Cosa vuol dire vivere un giorno, due, o chissá quanti, senza poter mangiare almeno il necessario. Mi vedo passare sulla strada un motocar con bandiera bianca, e penso ad una emergenza sanitaria, quella che ti permette di suonare il clacson e attraversare la strada con il rosso. Poi vedo la stessa bandiera bianca esposta a qualche casa. Normalmente la leggo come “ci arrendiamo”, non ce la facciamo piú, abbiamo perso la partita. Oggi invece vuol dire che lí c’é una famiglia affamata. In realtá non ci sarebbe bisogno di stendere bandiere per dichiarare una realtá quasi ovvia, tipica delle periferie del mondo, abituate a vivere alla giornata, accontentandosi di poco. Accanto a queste situazioni, faccio notare che ci sono ancora alcuni che organizzano il loro pomeriggio-sera-notte a base di birra, magari con musica che disturba la quiete pubblica e rompe la regola della quarantena.

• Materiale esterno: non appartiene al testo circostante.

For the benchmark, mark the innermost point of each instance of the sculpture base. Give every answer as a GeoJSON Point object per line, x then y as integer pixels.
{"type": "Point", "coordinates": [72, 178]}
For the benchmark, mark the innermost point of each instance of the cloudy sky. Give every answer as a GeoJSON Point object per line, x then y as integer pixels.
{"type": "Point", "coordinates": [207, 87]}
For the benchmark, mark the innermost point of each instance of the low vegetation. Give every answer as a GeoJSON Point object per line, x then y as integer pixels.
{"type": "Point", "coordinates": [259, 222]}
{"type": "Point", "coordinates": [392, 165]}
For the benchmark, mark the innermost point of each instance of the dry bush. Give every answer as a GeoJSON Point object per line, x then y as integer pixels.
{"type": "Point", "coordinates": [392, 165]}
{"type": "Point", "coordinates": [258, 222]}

Poi magari son sempre quelli che vengono a dire “non abbiamo soldi, non abbiamo niente, abbiamo fame”. La risposta solidaria é nelle borse della spesa, piccole medie o grandi che siano: talvolta sono di marca, firmate da qualche politico o personaggio di turno, che vuol far conoscere la sua generositá, magari questo stimolasse la competizione, la gara a chi da di piú; talvolta invece la marca é la discrezione, il gesto gratuito che non ha bisogno di altri commenti, magari con il valore aggiunto della tenerezza. Leggo su un informe che il numero delle famiglie in povertá o estrema povertá oscilla sul 30.000, prima della quarantena. Oggi sono certamente di piú. Ci ritroviamo a contare quello che abbiamo: 5 pani e 2 pesci. Cos’é questo per tanta gente?